Trillium Roadways president Jaspreet Samra (left) says drivers have been the ones pushing to be incorporated. Minister of Employment, Workforce Development and Labor Patty Hajdu says the federal government wants improper classifications to end.
MISSISSAUGA, Ont. – The federal government is looking to stop employers from misclassifying employees as a way to avoid source deductions or other labor obligations – a process the trucking industry has come to know as Driver Inc.
The commitment was made this week among other proposed updates to the Canada Labour Code, which hasn’t been updated since the mid-‘60s.
“In trucking in particular, we heard both from employer and employee groups that misclassification was a real challenge and created a sense of instability and an unlevel playing field,” Minister of Employment, Workforce Development and Labor Patty Hajdu said on Thursday during an industry briefing.
“Our intent,” she said, “is to create a level playing field.”
“Employers hated it because it actually gave a competitive advantage to those other employers who were misclassifying people as ‘self-employed,’” Hajdu explained.
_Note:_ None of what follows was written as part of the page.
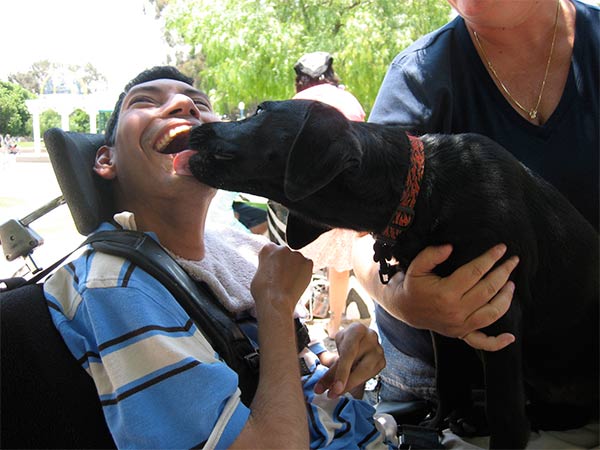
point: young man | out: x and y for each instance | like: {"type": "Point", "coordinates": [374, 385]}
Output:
{"type": "Point", "coordinates": [160, 383]}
Meanwhile, employees who thought there would be certain benefits to the structure began to realize that they were being “ripped off” once they actually began to pay the costs of being self-employed, and balanced those against the benefits of being an employee.
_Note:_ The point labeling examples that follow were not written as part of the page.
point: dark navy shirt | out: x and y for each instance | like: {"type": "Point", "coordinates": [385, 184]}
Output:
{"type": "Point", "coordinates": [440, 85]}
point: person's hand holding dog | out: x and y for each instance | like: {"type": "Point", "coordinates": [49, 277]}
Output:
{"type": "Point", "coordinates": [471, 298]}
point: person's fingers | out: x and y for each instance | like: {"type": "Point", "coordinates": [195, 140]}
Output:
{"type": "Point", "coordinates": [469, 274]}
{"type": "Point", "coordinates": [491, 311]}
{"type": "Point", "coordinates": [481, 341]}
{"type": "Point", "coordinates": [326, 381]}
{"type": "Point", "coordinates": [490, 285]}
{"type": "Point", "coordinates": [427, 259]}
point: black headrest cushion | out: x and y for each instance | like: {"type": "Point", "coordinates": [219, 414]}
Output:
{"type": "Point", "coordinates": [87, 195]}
Her comments were made in the offices of Trillium Roadways, which openly admits to incorporating about half of its 96 drivers.
Trillium president Jaspreet Samra says it’s the drivers themselves who request the payment structure, and he wants to transition all of them into the workforce as employees.
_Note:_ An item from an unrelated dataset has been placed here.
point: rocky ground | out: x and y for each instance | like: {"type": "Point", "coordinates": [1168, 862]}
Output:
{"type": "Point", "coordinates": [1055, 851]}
“The whole industry is like that,” he said of the growing number of drivers who want to be classified as independent businesses. “We offered both.”
The willingness to adopt the structure was needed for recruiting, he added. “It’s hard for us to maintain the drivers, keep the drivers.”
“We do think that it is unfair to the entire sector if some people are playing by different rules than others,” said Hajdu, noting that she first became aware of the situation about a year ago, during industry consultations in Woodstock, Ont.
“Our industry is built around a lot of independent contractors who invest a lot of money to get into the industry by leasing and purchasing their truck,” said Stephen Laskowski, president of the Canadian Trucking Alliance. “That’s a big investment and a big risk. And investment is risk. The misclassification of someone who doesn’t have that risk is really unfair to the entrepreneurial spirit of those individuals.”
Shawn Baird of Sharp Transportation Systems struck out at those fleets taking advantage of the business model.
“My biggest concern is how they’re selling a bill of goods to the driver — taking advantage of them by telling them, ‘You’re going to get all these tax advantages.’ At the end of the day the driver is further behind than if he was to be treated as an employee,” he told Today’s Trucking.
Fleets that abuse the Driver Inc. model are not just avoiding taxes but also employer health taxes and WSIB payments, he added.
“You have some companies out there with spouses and kids, with people getting free health care in this province while their employer doesn’t pay a penny towards it. That is morally reprehensible.”